AB: Speaking of recent news, let’s talk about the major cryptocurrencies, new lows that we saw recently for ‘Black Monday.’ Do you think that those events might be an early indication of a broader crypto winter?

AK: I don’t think so. Of course, no one can say when the market will turn. I think as far as the shocks, there’s always going to be shocks in markets from time to time. I mean, we could also be asking if the stock market is going to go way down and enter a bear market. But, as far as crypto, I think what is notable this time is how well virtually all the crypto world weathered these shocks. Yeah, some coins went down that came back up, but in terms of platforms and the safety and soundness, there are no major platforms that went under.

I think it’s notable how well DeFi generally weathered the shocks. We have one client that runs a DeFi protocol, and I think the protocol lost like $2. It’s kind of what you expect, right? You have protocol and liquidity, which is ensuring the protocol. There’s going to be some losses, but the idea is they should be extremely low level.

The worst shocks in the sector have actually come from hacks and exploits, or what I’d call classical problems like frauds or Ponzi schemes, and not to minimize those, but the sector should work to mitigate them. And I think these aren’t unique to crypto. I think crypto has a real opportunity to build in more organic stability and safety than the traditional finance world, where a lot of it’s based on emergency government backstops. Not necessarily the best architecture to actually have things be organically stable and sustainable. The crypto world is going in that direction and taking that opportunity after a bit more of a wild west starting period of a decade or so.

AB: I want to talk about what your thoughts are on the future of the cryptocurrencies and where you see that going.

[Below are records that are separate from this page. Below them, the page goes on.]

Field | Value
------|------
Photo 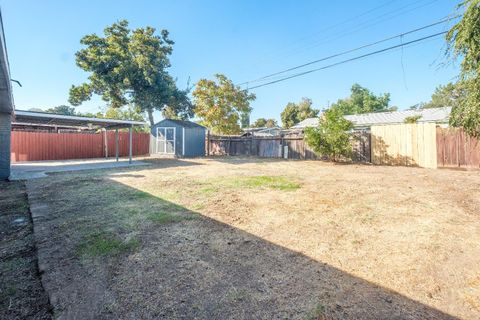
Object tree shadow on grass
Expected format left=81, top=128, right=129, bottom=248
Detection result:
left=27, top=172, right=454, bottom=319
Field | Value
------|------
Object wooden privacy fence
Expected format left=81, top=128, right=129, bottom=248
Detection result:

AK: I don’t have a crypto ball, but I’ll speak on it a bit. I would add blockchains to the question because blockchains are the underlying technology, and I see them as indispensable to provide any sort of information based on networked trust, and blockchain is the first true distributed and decentralized database technology. I think that’s huge. It might be something, and it probably will be something where it’ll just be omnipresent and people won’t talk about things being on the blockchain. Just like we don’t talk about things being in a relational database, even though those are just standard off-the-shelf technology now that we depend on every day as far as coins and tokens, those are also hugely important with things like DeFi. They’ve created a prospectively more efficient, middleman-free world of finance. I think it ultimately will displace a lot of traditional finance. The ability to have coins and tokens has opened up a whole new sector of the ability to basically incentivize and monetize information collaboration. So it’s essentially open source collaboration with built-in economics. This is, in my view, a whole new mode of economics. I don’t think it’s been fully appreciated yet.

I liken it to how open source and open content projects were a new form of production and really economic production at one time coming about from the early nineties to the early two thousands. For a number of years, the world didn’t understand those and actually fought against them before finally embracing them. Open source is the basis of things like Mac OS and Android, and we can’t imagine a world without open content like Wikipedia. I think crypto is going through a similar kind of social dynamic where it’s introduced and then there’s skepticism and pushback, and then finally everyone sees the merits and it becomes adopted, sometimes almost overnight. It does seem very similar to me.

AB: What about the legal framework? Do you see any other things involved evolving over the next few years? I know you said, obviously, we don’t have a crystal ball; we don’t know what might happen, but from your experience and from what you’re seeing, is there anything else that may happen in the next few years or that you think will happen?

AK: I think the law will get more formalized and clarified. We’ve had initial legislation introduced in the US, which is sort of to get some serious momentum and be more serious legislation like the FIT21 Act.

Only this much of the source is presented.